Melaka, Malacca, Malaysia, Southeast Asia

by Samantha Bacchus McLeod

Originally Malacca, now officially Melaka, whatever name you choose to call it, you will never forget your Malaysian experience.

Malacca history and legends go as far back as the late 14th century, starting from its humble beginnings as a coastal village and its rise to prominence under the Malaccan Sultanate, to cautionary tales of fairies, and loyalty to a king. Locals believe the impetus to what is now Malaysia, started in Malacca.

Offering ample sightseeing opportunities, Malacca is great for revisiting remnants of Portuguese, Dutch and British colonial architecture, as well as rainforest reserves and wildlife sanctuaries. So, go for the local culture and the history, go for the people, and the food most of all.

The area is predominantly Baba Nyonya culture with its opulent Baba merchants houses and elegant tiny Nyonya restaurants that line the narrow roads.

Christ Church is small, there are about ten rows of pews before the main altar and the whole place has old light fixtures and plenty of worn-but-well-kept tiles.

Peranakans are an ethnic group descended from Chinese settlers from the southern provinces who came to the Malay Archipelago – including British Malaya and Dutch East Indies and southern Thailand – primarily in Phuket and Ranong, between the 15th and 17th centuries.

The term Peranakan is an Indonesian/Malay word that means “local born†and has largely been used to refer to the Peranakan Chinese. In the Straits Settlements, there is also, a small but significant community of Peranakan Indians known as Chitty Melaka.

Malacca’s rich Peranakan culture created a melting pot – yet strangely enough retained a lovely mosaic – of a variety of scrumptious dishes referred to as ‘Nyonya’ food.

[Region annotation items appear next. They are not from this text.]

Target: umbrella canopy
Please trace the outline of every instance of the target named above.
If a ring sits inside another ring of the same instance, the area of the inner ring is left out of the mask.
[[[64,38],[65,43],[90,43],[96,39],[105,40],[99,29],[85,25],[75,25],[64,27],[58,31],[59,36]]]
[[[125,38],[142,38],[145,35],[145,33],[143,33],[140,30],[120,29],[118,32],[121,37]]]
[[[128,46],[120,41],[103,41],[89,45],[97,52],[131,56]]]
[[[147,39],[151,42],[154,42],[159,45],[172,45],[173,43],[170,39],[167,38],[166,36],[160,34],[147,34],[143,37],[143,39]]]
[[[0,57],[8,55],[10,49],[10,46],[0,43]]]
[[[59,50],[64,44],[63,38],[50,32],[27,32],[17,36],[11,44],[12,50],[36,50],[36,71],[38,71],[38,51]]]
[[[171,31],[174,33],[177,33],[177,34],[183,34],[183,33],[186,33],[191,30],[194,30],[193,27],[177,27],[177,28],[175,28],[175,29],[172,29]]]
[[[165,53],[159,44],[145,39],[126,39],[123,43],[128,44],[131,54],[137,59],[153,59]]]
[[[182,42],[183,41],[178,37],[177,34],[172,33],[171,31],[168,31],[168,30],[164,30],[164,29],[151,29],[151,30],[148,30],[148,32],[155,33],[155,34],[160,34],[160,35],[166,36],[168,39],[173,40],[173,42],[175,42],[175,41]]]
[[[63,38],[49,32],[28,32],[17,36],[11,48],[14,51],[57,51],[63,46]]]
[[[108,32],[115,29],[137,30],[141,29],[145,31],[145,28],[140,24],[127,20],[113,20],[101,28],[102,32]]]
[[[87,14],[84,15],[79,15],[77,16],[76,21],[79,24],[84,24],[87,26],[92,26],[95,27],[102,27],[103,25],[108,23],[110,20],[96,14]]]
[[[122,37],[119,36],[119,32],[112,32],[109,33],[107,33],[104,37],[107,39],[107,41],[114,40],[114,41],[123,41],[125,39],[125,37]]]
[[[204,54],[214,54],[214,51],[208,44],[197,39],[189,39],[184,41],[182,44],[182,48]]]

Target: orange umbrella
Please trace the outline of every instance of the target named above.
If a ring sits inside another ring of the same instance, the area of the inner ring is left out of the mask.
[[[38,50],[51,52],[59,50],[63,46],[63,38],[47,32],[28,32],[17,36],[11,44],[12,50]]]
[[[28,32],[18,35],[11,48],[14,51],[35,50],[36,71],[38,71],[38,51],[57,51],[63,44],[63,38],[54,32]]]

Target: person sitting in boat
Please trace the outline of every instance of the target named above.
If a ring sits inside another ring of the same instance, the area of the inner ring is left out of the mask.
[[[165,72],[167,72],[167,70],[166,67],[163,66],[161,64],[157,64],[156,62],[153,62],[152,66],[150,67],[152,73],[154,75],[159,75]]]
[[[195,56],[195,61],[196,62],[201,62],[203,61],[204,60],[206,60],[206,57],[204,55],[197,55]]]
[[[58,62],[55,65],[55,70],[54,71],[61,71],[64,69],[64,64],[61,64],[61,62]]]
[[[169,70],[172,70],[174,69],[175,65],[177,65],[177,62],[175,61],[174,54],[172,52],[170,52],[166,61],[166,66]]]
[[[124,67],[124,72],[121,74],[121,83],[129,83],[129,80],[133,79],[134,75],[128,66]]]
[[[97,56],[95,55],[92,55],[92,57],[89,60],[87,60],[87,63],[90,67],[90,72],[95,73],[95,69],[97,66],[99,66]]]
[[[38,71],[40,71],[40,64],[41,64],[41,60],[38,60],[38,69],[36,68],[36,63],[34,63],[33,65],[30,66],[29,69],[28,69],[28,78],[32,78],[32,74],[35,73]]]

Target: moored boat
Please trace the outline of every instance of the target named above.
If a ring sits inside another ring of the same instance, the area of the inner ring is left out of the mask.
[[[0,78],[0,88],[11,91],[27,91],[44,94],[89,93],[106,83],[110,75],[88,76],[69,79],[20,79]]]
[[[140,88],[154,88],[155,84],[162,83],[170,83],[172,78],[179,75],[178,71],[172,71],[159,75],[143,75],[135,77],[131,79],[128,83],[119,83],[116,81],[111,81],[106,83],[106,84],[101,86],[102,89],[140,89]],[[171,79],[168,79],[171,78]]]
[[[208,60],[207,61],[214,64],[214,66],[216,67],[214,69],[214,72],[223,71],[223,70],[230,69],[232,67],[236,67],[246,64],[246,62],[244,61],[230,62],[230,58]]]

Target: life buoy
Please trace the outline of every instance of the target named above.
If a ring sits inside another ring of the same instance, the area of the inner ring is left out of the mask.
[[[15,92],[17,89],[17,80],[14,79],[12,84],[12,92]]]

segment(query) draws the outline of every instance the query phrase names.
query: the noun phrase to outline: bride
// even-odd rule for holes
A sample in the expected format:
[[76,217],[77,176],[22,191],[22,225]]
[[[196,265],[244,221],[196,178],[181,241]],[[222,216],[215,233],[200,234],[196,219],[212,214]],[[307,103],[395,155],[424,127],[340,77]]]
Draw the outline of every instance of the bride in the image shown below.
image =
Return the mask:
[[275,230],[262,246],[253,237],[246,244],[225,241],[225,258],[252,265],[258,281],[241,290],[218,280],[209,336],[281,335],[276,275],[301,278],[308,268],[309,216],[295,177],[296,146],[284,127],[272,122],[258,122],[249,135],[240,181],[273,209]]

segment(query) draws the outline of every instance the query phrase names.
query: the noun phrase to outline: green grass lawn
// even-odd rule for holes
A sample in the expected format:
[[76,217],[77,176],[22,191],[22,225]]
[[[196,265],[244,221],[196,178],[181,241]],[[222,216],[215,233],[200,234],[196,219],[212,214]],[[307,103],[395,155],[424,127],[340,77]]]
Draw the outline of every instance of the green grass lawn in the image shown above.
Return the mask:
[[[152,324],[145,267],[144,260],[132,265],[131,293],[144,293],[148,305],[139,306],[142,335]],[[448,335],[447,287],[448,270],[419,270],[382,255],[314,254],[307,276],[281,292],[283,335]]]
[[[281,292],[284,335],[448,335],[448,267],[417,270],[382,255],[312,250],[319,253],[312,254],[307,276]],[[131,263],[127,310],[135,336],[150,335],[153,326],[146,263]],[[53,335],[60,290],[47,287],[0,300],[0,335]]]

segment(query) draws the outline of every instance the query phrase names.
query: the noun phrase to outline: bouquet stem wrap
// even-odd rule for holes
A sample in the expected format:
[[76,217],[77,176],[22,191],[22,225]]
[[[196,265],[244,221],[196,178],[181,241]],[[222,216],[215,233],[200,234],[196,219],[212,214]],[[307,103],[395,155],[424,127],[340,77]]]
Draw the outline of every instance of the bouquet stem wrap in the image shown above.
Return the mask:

The Nyonya style of cooking is the result of a fusion between ancient Chinese traders settling in Malacca and adopting the Malay way of life, which includes the brilliant ingredients harvested from the land and the sea

Malaccan Nyonya food is distinct with spices and coconut milk, which results in a sweeter blend of cooking with a fiery tinge.

There is a lot of thought and pride that goes into Malaccan dishes. Everyone is very proud of their history and their recipes handed down for generations. Along with Nyonya dishes, there are also lots of Malay, Chinese, and Indian dishes to savour while you are there. These dishes, can all be influenced by a touch of Portuguese and British influences too.

Not surprisingly, many tourists flock around the streets of Malacca to feast on the culinary delights that it has to offer. Eating is never a problem as there are loads of restaurants and stalls to choose from.

Malacca offers all you may need for a proper holiday; history, adventures, rest and relaxation, and loads of exquisite foods to sample. And as I have said before, it is so very affordable with the exchange rate at 3 Malaysian ringgit to 1 Canadian dollar.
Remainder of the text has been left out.